This is post 3 in the FreeBSD jail orchestration series. Post 2 got a container running with ZFS storage, pf NAT, and VNET. Now: can containers talk to each other?

TL;DR

IP connectivity between containers works out of the box: same bridge, ping by IP, sub-millisecond latency. Port forwarding via pf works from external hosts but NOT from the FreeBSD host itself (a net.pf.filter_local / conmon socket interaction). Pods work and share localhost (after installing catatonit). DNS-based service discovery does NOT work: the dnsname CNI plugin is not included in FreeBSD’s containernetworking-plugins. The workaround is --add-host for static name resolution, or pods for shared-localhost communication.

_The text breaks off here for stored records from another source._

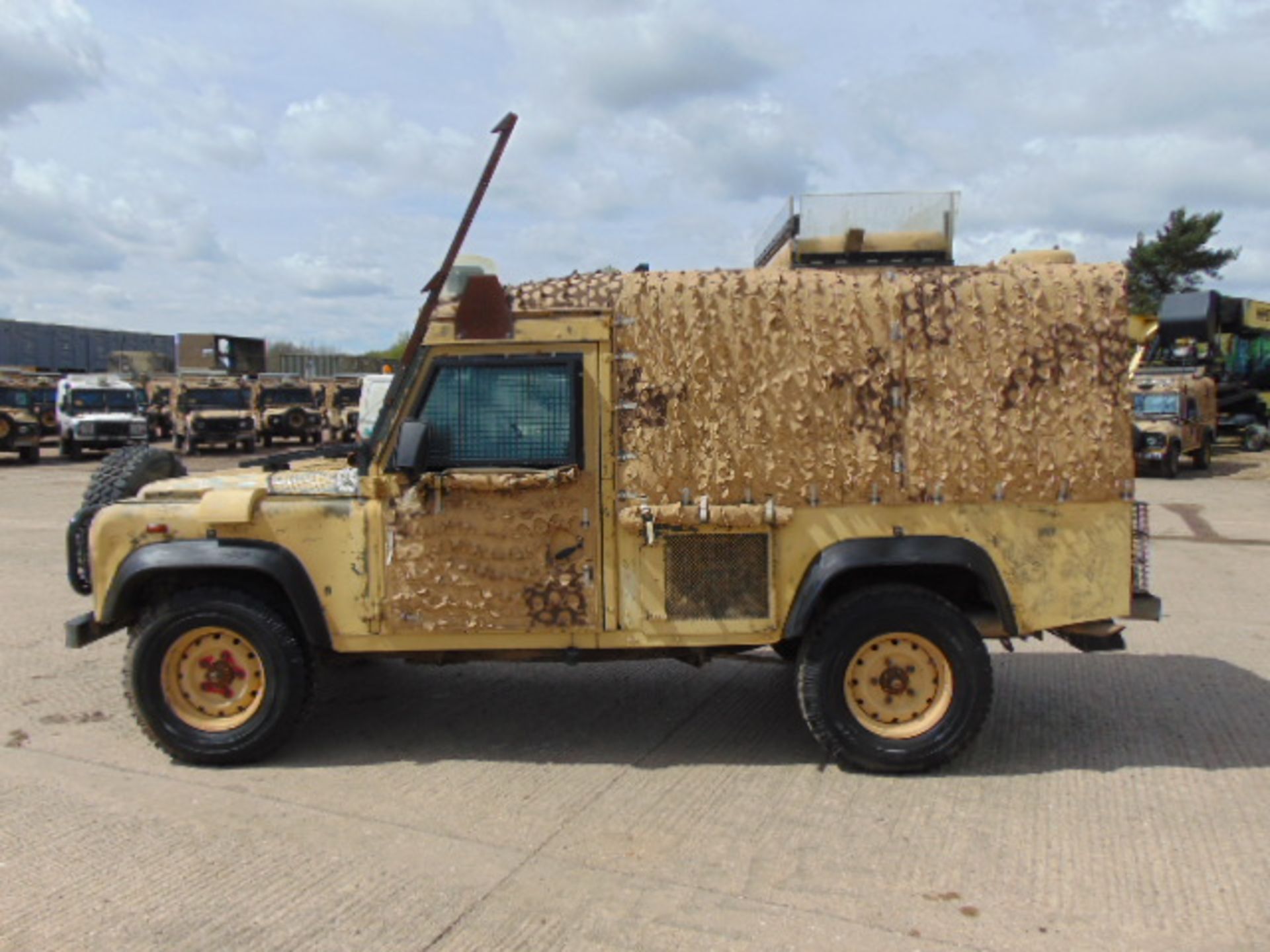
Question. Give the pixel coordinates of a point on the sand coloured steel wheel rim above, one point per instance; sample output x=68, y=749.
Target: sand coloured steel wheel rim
x=898, y=684
x=214, y=680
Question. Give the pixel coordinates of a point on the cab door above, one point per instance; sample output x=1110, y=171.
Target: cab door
x=497, y=542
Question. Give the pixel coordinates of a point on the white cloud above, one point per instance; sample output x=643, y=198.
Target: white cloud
x=361, y=145
x=1218, y=16
x=317, y=276
x=48, y=51
x=111, y=296
x=206, y=127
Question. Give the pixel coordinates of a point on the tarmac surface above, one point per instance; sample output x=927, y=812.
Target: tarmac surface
x=1113, y=801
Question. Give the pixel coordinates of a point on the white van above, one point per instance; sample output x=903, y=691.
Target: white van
x=98, y=412
x=375, y=387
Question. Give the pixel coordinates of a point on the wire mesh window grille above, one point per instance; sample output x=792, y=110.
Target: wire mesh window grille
x=722, y=575
x=503, y=414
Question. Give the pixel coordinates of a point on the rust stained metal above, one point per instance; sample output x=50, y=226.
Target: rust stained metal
x=483, y=311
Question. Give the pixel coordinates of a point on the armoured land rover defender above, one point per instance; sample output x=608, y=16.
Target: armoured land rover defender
x=341, y=403
x=212, y=411
x=1175, y=413
x=19, y=424
x=98, y=412
x=872, y=470
x=287, y=408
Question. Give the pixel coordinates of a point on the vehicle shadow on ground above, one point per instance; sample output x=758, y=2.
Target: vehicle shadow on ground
x=1053, y=711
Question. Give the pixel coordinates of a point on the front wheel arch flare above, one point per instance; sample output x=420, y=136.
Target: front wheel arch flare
x=198, y=560
x=898, y=554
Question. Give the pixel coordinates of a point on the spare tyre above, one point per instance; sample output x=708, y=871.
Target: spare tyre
x=125, y=471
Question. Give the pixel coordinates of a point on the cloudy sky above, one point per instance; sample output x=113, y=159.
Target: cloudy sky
x=295, y=168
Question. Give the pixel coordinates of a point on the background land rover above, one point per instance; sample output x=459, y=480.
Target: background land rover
x=212, y=412
x=98, y=412
x=588, y=470
x=1175, y=415
x=287, y=409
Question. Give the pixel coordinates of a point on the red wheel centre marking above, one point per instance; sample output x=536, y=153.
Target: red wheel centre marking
x=222, y=673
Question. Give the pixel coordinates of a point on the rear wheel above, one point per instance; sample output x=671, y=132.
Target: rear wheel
x=894, y=680
x=216, y=677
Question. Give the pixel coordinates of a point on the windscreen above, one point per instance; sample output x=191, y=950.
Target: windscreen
x=218, y=399
x=1156, y=404
x=103, y=401
x=286, y=397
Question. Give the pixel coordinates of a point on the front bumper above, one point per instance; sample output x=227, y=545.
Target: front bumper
x=1146, y=607
x=83, y=630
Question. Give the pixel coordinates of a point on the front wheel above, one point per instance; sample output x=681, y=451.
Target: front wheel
x=216, y=677
x=894, y=680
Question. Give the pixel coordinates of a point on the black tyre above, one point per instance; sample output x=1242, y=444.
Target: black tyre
x=1203, y=457
x=125, y=471
x=216, y=677
x=894, y=680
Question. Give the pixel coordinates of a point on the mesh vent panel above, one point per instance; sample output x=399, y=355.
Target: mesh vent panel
x=716, y=576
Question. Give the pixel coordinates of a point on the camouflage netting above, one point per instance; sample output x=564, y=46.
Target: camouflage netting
x=493, y=559
x=913, y=385
x=593, y=290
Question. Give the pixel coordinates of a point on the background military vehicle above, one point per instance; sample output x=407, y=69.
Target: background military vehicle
x=342, y=399
x=212, y=411
x=159, y=407
x=98, y=412
x=19, y=424
x=1175, y=415
x=375, y=387
x=667, y=465
x=287, y=408
x=1223, y=339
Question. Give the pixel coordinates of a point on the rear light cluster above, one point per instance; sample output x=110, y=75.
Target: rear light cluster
x=1141, y=549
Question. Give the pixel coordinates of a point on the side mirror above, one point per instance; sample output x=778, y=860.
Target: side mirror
x=412, y=452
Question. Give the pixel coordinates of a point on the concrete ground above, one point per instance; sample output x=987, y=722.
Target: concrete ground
x=1113, y=801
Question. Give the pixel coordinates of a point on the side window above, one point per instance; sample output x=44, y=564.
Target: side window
x=505, y=413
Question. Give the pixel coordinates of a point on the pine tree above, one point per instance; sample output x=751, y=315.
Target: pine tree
x=1176, y=259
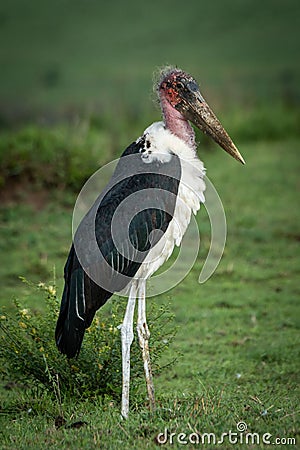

The gap is real but smaller than I expected for single-node setups. The real problem isn’t what’s missing today: it’s that upstream Podman is migrating from CNI to Netavark, and Netavark doesn’t support FreeBSD.

The Default Network

Podman on FreeBSD creates a single default network using CNI (Container Network Interface):

$ sudo podman network ls
NETWORK ID    NAME        DRIVER
2f259bab93aa  podman      bridge

$ sudo podman network inspect podman
[
     {
          "name": "podman",
          "driver": "bridge",
          "network_interface": "cni-podman0",
          "subnets": [
               {
                    "subnet": "10.88.0.0/16",
                    "gateway": "10.88.0.1"
               }
          ],
          "dns_enabled": false
     }
]

dns_enabled: false. That’s the first hint. FreeBSD ships 7 CNI plugins:

$ ls /usr/local/libexec/cni/
bridge    firewall    host-local    loopback    portmap    static    tuning

No dnsname. No dnsmasq. Custom networks you create also get dns_enabled: false. This is the key difference from Linux, where Podman’s default network includes DNS-based container name resolution via the dnsname plugin.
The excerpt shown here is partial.